Definition of roly-poly in English:

roly-poly

adjective

  • (of a person) having a round, plump appearance.

    ‘a roly-poly young boy’
    • ‘Rick was getting out of the shotgun seat and a roly-poly man with glasses was getting out of the driver's seat.’
    • ‘With Phys Ed cut from public school curriculum in favor of computer class, physical activity among today's roly-poly kids is down.’
    • ‘The roly-poly, laughing baby who, come to think of it, looks remarkably like a little Buddha.’
    • ‘The others were all middle-aged roly-poly bearded guys.’
    • ‘Despite the copious amounts they can pack away, roly-poly types are less common than lanky or athletic builds, sometimes with the equine features of their symbol.’
    • ‘This could have been played seriously as in a caper film and worked much better than the roly-poly actor stumbling around trying to pull off the job for comic effect.’
    • ‘An old lady with a roly-poly figure waddled her way over to me and gave me a friendly smile.’
    • ‘First we popped in on a roly-poly Alsatian farm wife and watched her brewing outrageously smelly Munster cheese to the accompaniment of tub-thumping Bavarian music.’
    • ‘Played by two women, their portrayal of the huffy, roly-poly cartoon-like Russians was very amusing.’
    • ‘She is the mother of three roly-poly, jolly children, and the wife of a roly-poly, not-so-jolly butcher.’
    chubby, plump, fat, stout, rotund, buxom, well upholstered, well covered, well padded, of ample proportions, ample, round, rounded, well rounded, full, fattish, dumpy, chunky, broad in the beam, portly, overweight, fleshy, paunchy, bulky, corpulent
    tubby, pudgy, beefy, porky, blubbery, poddy
    podgy, fubsy
    zaftig, corn-fed, lard-assed
    pursy
    abdominous
    View synonyms

noun

British
  • A sweet pastry dough covered with jam or fruit, formed into a roll, and boiled, steamed, or baked.

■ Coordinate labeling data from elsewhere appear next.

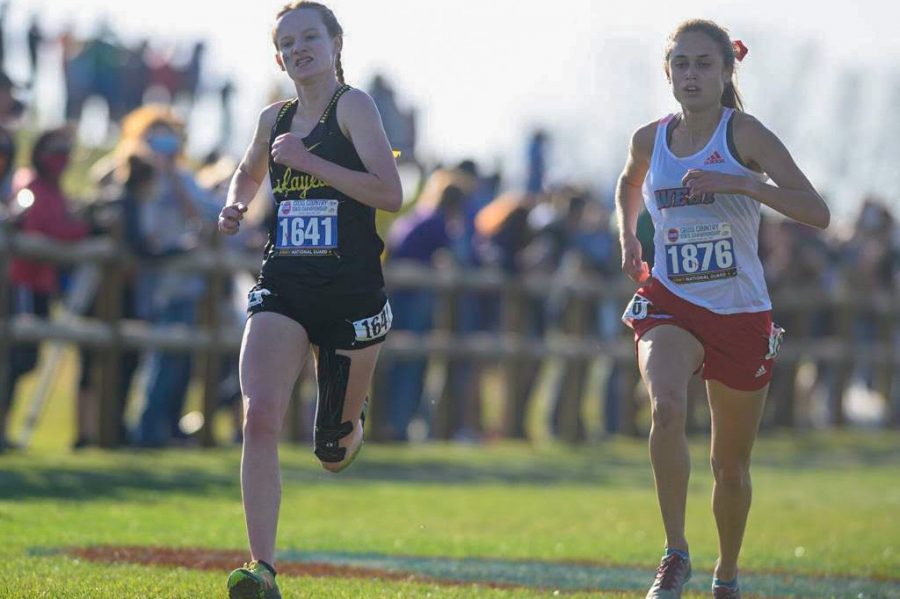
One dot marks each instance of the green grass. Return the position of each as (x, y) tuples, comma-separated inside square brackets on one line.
[(824, 504), (835, 496)]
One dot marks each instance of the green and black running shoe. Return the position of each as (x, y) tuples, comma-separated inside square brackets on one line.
[(253, 581)]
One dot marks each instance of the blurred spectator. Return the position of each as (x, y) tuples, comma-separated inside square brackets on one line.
[(163, 223), (7, 161), (12, 110), (537, 162), (420, 237), (44, 210), (34, 40), (4, 8), (400, 126), (505, 230)]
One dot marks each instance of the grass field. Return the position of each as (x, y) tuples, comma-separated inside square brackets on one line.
[(824, 506), (499, 520)]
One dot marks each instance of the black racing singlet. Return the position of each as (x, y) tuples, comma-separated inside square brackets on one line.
[(321, 238)]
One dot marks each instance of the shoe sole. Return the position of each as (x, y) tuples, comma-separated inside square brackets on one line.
[(244, 589)]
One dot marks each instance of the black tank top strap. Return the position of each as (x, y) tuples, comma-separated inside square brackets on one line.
[(330, 109), (283, 120), (732, 147)]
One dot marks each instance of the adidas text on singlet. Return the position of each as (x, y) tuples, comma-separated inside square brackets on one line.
[(321, 238), (706, 247)]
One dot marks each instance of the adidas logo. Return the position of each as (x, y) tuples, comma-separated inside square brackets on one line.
[(714, 158)]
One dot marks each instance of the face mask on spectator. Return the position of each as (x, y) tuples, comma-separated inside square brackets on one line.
[(166, 144), (53, 164)]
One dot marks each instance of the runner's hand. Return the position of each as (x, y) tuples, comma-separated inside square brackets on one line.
[(230, 218), (636, 269), (288, 149)]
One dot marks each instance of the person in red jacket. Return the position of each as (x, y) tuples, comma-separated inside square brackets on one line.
[(45, 211)]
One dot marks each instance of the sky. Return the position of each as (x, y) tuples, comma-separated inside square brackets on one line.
[(483, 73)]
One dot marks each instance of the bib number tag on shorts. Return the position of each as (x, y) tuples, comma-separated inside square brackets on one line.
[(307, 228), (636, 309), (776, 337), (374, 326), (700, 252)]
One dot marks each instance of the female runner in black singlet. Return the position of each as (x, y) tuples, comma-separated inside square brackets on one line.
[(330, 167)]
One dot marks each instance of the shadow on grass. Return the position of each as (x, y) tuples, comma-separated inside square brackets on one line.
[(621, 464), (76, 481), (80, 485)]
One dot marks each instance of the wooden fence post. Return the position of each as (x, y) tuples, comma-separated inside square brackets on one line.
[(211, 359), (107, 369)]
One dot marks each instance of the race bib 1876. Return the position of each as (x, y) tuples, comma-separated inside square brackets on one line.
[(700, 252), (307, 228)]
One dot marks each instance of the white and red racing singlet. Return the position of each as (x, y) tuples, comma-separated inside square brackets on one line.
[(706, 247)]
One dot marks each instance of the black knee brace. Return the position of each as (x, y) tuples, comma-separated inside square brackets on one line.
[(333, 373)]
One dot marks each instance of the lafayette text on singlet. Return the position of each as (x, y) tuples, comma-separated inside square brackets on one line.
[(321, 238), (706, 247)]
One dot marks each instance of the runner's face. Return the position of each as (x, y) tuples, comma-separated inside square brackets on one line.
[(696, 71), (304, 47)]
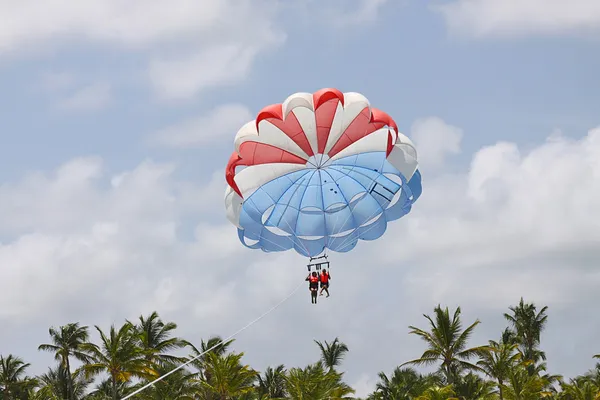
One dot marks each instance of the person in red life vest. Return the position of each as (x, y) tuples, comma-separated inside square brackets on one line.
[(313, 286), (324, 278)]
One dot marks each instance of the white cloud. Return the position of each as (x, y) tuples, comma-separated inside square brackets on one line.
[(483, 18), (89, 98), (435, 139), (217, 126), (364, 386), (55, 81), (99, 248), (193, 45)]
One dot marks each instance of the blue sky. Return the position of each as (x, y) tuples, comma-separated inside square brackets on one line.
[(516, 89), (106, 85)]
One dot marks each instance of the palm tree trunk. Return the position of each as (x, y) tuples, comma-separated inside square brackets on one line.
[(500, 389), (114, 388), (70, 394)]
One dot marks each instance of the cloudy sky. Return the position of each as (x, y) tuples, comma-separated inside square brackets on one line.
[(116, 122)]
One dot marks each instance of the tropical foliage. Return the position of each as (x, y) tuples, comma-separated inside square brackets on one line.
[(126, 358)]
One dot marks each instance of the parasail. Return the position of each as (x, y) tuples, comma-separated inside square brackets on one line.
[(319, 171)]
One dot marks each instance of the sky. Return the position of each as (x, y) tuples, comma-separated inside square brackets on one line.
[(117, 120)]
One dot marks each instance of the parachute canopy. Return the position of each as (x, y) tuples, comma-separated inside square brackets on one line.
[(319, 171)]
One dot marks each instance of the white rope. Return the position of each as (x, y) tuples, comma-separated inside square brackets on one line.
[(216, 345)]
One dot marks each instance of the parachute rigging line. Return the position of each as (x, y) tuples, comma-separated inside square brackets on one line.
[(216, 345)]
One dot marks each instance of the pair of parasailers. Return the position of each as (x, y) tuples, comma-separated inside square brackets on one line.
[(313, 284)]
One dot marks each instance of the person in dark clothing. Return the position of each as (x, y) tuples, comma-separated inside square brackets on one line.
[(313, 286), (324, 278)]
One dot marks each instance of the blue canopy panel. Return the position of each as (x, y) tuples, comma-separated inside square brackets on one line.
[(330, 207)]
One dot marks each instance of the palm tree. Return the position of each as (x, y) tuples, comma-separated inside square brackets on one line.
[(272, 384), (120, 356), (14, 383), (105, 390), (57, 384), (180, 385), (404, 384), (447, 343), (225, 376), (438, 393), (68, 342), (332, 353), (155, 339), (316, 381), (580, 389), (528, 325), (521, 385), (498, 360), (473, 387)]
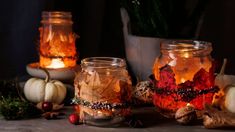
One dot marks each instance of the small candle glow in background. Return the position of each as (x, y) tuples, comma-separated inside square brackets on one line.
[(57, 41)]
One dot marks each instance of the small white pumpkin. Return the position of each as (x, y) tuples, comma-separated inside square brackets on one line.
[(37, 90)]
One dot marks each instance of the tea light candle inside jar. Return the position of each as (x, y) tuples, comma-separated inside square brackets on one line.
[(57, 50), (184, 74)]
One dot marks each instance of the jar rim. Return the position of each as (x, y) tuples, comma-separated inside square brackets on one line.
[(174, 44), (103, 62), (56, 17)]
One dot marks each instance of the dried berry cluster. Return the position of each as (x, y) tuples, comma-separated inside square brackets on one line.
[(100, 105), (171, 96)]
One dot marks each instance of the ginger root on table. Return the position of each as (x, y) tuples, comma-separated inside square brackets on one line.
[(214, 118)]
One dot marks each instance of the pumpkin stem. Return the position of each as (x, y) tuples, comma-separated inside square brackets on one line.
[(223, 67), (48, 78)]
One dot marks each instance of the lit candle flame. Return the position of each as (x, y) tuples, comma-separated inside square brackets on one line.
[(186, 55), (56, 63), (188, 104), (182, 80)]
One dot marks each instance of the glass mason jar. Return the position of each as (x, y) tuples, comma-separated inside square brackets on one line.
[(184, 74), (57, 40), (102, 91)]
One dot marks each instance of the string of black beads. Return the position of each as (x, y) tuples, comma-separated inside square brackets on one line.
[(99, 105)]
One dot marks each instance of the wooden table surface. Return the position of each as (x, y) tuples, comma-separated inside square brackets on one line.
[(152, 121)]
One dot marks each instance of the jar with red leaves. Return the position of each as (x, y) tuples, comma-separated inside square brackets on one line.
[(184, 74)]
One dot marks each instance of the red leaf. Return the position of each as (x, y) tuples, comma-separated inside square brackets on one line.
[(167, 78)]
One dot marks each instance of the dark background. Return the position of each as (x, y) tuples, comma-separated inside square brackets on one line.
[(99, 26)]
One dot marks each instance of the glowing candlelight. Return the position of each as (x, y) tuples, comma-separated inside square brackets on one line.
[(56, 63), (182, 80), (188, 104), (186, 54)]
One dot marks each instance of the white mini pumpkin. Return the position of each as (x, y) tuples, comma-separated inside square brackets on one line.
[(37, 90)]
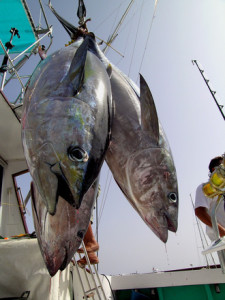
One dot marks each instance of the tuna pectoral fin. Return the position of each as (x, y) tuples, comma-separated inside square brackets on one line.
[(149, 117), (47, 184)]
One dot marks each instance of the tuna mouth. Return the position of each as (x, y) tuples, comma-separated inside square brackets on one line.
[(65, 192), (171, 224), (159, 228)]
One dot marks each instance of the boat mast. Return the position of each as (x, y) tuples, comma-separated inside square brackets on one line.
[(114, 34), (211, 91)]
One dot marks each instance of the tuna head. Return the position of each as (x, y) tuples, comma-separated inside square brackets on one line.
[(151, 173), (66, 125), (60, 236), (152, 182)]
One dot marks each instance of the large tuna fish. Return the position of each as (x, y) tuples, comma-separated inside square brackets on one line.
[(140, 159), (66, 124), (60, 235), (66, 132), (139, 155)]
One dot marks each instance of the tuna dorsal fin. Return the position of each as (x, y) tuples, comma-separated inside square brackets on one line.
[(149, 118), (70, 29), (77, 67)]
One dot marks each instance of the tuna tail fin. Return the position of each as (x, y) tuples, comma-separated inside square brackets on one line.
[(149, 117)]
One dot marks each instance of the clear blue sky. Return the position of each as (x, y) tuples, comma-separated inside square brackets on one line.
[(181, 31)]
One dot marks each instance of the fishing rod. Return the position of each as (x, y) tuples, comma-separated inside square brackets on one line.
[(211, 91)]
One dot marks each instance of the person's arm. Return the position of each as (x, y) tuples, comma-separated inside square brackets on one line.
[(202, 214)]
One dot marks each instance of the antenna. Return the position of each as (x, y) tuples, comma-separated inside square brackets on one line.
[(211, 91)]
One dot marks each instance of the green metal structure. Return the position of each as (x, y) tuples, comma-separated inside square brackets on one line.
[(15, 14)]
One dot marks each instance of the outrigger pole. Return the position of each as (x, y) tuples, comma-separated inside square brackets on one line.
[(211, 91)]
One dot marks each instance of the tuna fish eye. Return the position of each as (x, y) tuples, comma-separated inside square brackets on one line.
[(172, 197), (77, 154)]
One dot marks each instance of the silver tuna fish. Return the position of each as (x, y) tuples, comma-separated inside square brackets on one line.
[(66, 131), (66, 124), (60, 236), (139, 155)]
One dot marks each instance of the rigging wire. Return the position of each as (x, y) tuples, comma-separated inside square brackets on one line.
[(105, 194), (135, 40), (150, 29)]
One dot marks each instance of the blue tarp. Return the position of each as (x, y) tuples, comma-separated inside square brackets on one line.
[(14, 15)]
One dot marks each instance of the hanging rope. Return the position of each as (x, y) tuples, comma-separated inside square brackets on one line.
[(105, 195)]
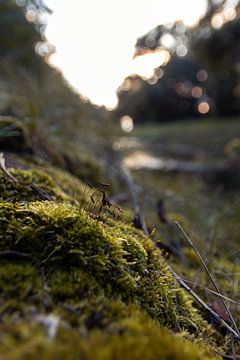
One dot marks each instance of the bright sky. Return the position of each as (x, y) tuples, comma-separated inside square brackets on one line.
[(95, 40)]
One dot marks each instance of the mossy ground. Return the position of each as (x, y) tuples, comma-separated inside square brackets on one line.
[(104, 281)]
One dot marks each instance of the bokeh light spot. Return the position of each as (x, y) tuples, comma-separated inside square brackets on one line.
[(203, 107), (202, 75), (126, 123), (197, 92)]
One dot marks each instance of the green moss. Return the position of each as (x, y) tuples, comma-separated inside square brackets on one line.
[(104, 279), (136, 338)]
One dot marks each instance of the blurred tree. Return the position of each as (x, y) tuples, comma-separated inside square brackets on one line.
[(203, 74), (21, 33)]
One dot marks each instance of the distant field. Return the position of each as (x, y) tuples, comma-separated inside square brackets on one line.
[(206, 135), (209, 211)]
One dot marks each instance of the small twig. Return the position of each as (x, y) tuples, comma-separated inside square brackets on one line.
[(132, 187), (210, 277), (208, 290), (203, 304)]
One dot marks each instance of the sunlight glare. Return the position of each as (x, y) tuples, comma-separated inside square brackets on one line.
[(95, 40)]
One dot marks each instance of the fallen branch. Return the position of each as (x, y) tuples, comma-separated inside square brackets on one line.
[(210, 276)]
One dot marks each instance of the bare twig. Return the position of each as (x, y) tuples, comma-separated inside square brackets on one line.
[(210, 277), (132, 187)]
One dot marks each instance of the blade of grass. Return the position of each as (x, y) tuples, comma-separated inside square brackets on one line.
[(210, 276)]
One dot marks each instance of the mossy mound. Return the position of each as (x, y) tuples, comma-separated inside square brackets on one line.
[(101, 281)]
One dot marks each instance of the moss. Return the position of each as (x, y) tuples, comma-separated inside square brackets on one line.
[(104, 279), (136, 338)]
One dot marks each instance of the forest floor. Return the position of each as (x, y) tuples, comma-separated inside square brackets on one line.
[(209, 212)]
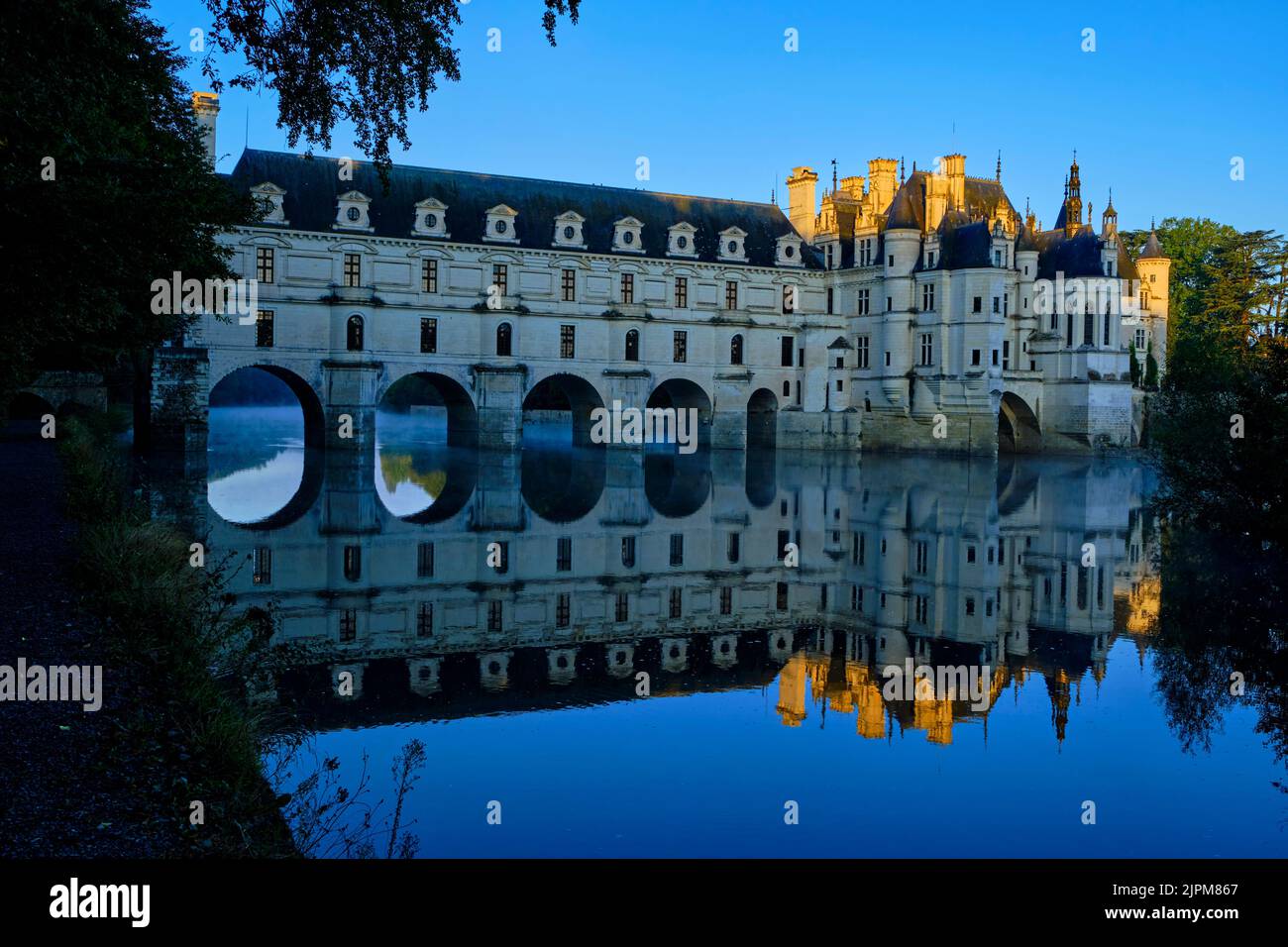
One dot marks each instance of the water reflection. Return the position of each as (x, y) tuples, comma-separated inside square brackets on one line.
[(613, 569)]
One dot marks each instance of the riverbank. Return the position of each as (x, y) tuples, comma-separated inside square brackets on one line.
[(97, 583)]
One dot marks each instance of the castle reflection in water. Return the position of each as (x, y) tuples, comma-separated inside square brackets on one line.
[(614, 564)]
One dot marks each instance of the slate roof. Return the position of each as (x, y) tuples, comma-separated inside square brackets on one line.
[(313, 184)]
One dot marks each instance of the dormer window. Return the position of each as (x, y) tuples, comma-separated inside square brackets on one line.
[(352, 211), (501, 226), (274, 197), (432, 218), (732, 247), (681, 240), (568, 230), (789, 252), (627, 236)]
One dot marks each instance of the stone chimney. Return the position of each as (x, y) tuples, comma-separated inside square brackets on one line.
[(206, 107), (954, 167), (802, 202), (881, 174)]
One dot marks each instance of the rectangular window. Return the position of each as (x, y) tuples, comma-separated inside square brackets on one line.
[(265, 329), (265, 264), (262, 574), (425, 561)]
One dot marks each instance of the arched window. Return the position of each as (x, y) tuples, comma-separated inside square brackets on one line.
[(353, 334)]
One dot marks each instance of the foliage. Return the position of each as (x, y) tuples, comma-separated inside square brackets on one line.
[(93, 86), (1220, 425), (366, 62)]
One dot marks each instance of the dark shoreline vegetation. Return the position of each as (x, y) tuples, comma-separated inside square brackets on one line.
[(172, 625)]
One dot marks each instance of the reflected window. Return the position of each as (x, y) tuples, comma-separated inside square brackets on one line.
[(425, 561), (262, 573), (265, 329)]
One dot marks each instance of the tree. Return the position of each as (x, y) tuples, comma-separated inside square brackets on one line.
[(361, 60), (103, 167)]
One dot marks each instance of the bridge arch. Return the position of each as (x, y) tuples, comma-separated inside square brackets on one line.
[(1018, 429), (441, 399), (250, 470), (684, 394), (561, 398)]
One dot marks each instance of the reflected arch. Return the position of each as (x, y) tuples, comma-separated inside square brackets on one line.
[(1018, 431), (557, 410), (683, 394), (265, 447), (432, 405), (562, 484)]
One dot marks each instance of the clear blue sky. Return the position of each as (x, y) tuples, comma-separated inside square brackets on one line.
[(707, 93)]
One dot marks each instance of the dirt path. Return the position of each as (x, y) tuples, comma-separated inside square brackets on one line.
[(69, 787)]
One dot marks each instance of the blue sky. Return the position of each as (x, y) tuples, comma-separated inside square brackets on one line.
[(706, 90)]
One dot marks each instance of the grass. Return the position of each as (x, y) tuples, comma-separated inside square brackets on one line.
[(188, 654)]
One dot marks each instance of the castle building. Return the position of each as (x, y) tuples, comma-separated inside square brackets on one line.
[(902, 313)]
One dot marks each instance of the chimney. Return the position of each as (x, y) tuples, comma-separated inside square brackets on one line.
[(802, 204), (954, 167), (206, 107), (881, 172)]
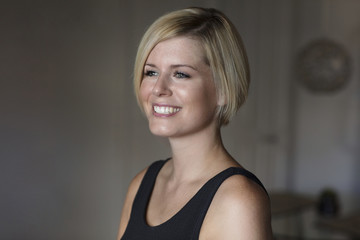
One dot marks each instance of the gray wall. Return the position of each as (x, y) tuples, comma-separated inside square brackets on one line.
[(72, 136)]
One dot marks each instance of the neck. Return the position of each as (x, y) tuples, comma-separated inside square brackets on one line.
[(196, 155)]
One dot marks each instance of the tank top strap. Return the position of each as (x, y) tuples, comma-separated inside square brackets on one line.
[(204, 197)]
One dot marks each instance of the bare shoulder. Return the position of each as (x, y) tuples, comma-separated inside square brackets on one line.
[(129, 199), (240, 210)]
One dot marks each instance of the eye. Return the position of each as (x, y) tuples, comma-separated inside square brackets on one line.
[(178, 74), (150, 73)]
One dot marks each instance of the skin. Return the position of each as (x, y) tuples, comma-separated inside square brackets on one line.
[(176, 75)]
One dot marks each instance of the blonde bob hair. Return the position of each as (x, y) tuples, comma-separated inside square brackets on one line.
[(223, 47)]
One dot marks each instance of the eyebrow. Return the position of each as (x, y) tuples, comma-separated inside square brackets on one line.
[(173, 66)]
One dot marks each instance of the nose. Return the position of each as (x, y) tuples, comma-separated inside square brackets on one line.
[(161, 87)]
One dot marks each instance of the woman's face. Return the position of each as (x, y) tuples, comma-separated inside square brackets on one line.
[(177, 92)]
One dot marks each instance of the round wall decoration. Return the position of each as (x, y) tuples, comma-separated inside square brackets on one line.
[(323, 66)]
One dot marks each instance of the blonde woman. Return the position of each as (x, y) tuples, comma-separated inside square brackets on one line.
[(191, 76)]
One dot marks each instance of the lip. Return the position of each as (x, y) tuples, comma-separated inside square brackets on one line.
[(171, 111)]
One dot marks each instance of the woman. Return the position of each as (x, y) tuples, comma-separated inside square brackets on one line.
[(191, 76)]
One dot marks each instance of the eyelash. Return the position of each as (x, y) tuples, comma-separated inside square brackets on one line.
[(150, 73), (181, 75)]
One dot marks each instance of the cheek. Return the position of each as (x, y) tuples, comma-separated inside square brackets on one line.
[(144, 94)]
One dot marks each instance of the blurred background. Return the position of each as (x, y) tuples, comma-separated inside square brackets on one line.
[(72, 136)]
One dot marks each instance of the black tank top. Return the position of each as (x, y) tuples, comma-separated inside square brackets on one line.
[(185, 224)]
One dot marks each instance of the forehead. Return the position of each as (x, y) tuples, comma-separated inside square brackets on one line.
[(178, 49)]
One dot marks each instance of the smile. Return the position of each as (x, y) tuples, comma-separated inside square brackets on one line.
[(166, 110)]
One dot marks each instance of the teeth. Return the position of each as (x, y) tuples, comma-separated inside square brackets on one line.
[(166, 110)]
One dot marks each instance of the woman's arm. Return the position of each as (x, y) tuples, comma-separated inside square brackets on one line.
[(240, 210)]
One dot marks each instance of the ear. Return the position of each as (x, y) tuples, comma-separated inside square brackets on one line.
[(221, 100)]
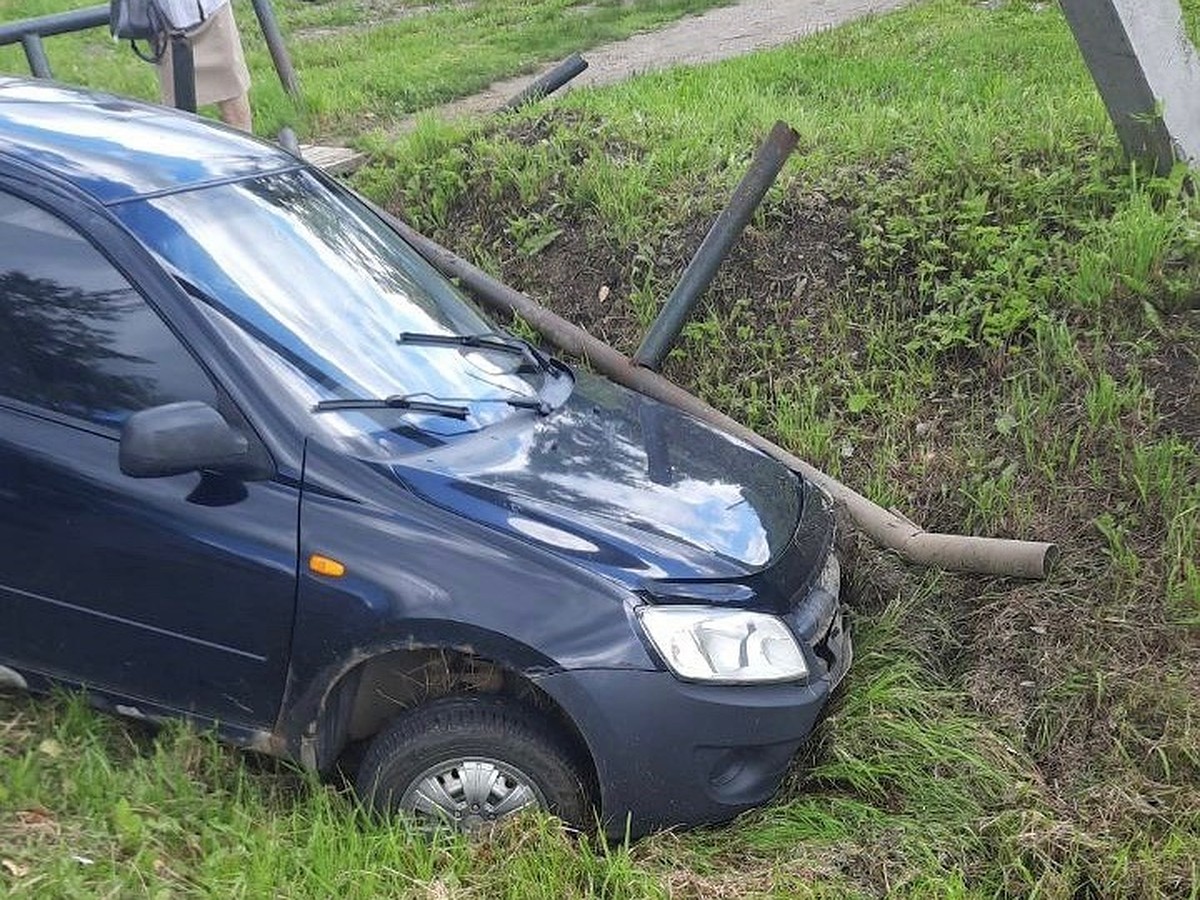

    • ‘They will be cooking chicken rogan josh followed by apple and cinnamon roly-poly in the final.’
    • ‘Formerly roly-poly pudding was boiled in a pudding cloth; but the skill of enclosing a pudding of this shape in a cloth has now mostly been lost.’
    • ‘Everything was cooked in the one utensil; the square of bacon, amounting to little more than a taste each; cabbage, or other green vegetables, in one net, potatoes in another, and the roly-poly swathed in a cloth.’
    • ‘Bangers and mash and roly-poly pudding were on the menu and prizes were presented by Mayor, Councillor Barbara Shone for the most authentic costumes.’
    • ‘The list of puddings included deep pan apple pie, jam roly-poly and treacle sponge.’

Origin

Early 17th century: fanciful formation from the verb roll.